Unicode canonicalization and TR39 *visual* confusable analysis — building blocks for text-security pipelines (homoglyph/bidi/zalgo/invisible-character handling), plus standards-based *phonetic* transliteration. **One pure-Rust core, with bindings for Python, Ruby, and more.**

**[Documentation](docs/index.md)** | **[API Reference](docs/api/index.md)** | **[PyPI](https://pypi.org/project/disarm/)**

**Get started in your language:** [Python](docs/python/getting-started.md) · [Rust](docs/rust/getting-started.md) · [Ruby](docs/ruby/getting-started.md)

## Demo

**[Try disarm in your browser](https://disarm-web.pages.dev/)**

## Why disarm

The text-cleaning libraries already in most pipelines — `ftfy`, `unidecode`, `anyascii` — were built for encoding repair and ASCII conversion. They map confusables *phonetically* (Cyrillic `р` → Latin `r`), which does not reverse a homoglyph substitution.

disarm's `normalize_confusables()` / `strip_obfuscation()` implement *visual* confusable mapping per [Unicode TR39](https://www.unicode.org/reports/tr39/) (Cyrillic `р` → Latin `p`) — **not** to be confused with `transliterate()`, which romanizes *phonetically* (`р` → `r`) like the tools above.
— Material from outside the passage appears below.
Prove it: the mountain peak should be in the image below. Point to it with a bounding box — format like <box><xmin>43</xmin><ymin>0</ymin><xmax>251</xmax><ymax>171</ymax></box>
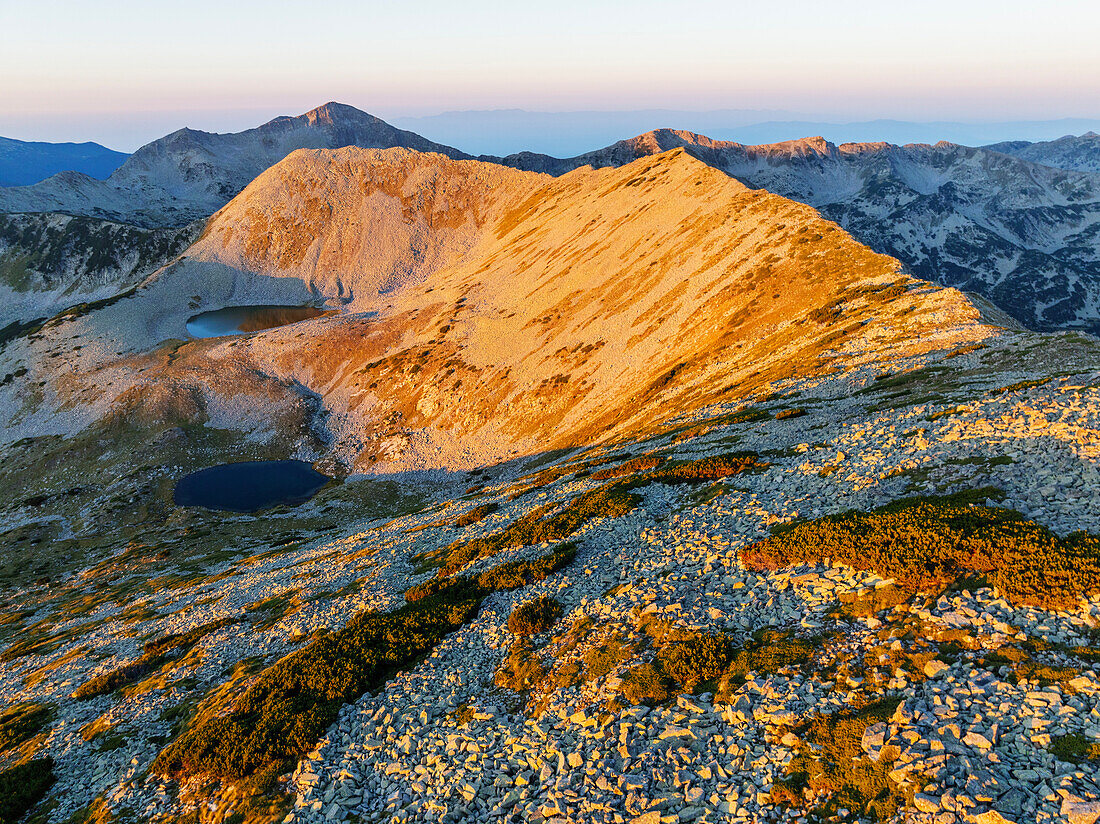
<box><xmin>301</xmin><ymin>100</ymin><xmax>378</xmax><ymax>124</ymax></box>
Measured over a broad sample of the TR39 confusable space — the 1,314 single-codepoint sources whose skeleton is a single Latin letter (of TR39's 6,565) — this visual mapping recovers **XMR = 0.634** (`strip_obfuscation`) to **0.682** (full pipeline), neutralizing **~95% of sources** at the per-source level, where phonetic transliterators stay at or below 0.19:

| Tool class | Mapping | Homoglyph XMR (broad TR39 sample) |
|---|---|---|
| NFKC (compatibility folding) | — | 0.103 |
| `unidecode`, `anyascii`, `cyrtranslit`, `uroman` | phonetic | ≤ 0.187 |
| **disarm** (`strip_obfuscation` / `normalize_confusables`) | **visual (TR39)** | **0.634 / 0.682** (95% CI 0.603–0.664 / 0.652–0.710) |
| TR39 skeleton — shares the attack table (oracle ceiling) | visual | 1.000 |

On the original curated cut (18 hand-curated Cyrillic look-alike pairs) disarm reproduces **XMR = 1.000** exactly — a labeled sanity check, not the headline. `ftfy` was statistically equivalent to no preprocessing; `unidecode` *degraded* accuracy on invisible-character attacks. Details: **[Adversarial-Text Defense](docs/security/adversarial-defense.md)** (paper *"Fire Extinguishers Full of Gasoline"*; XMR metric: [Zenodo 10.5281/zenodo.20618323](https://doi.org/10.5281/zenodo.20618323)).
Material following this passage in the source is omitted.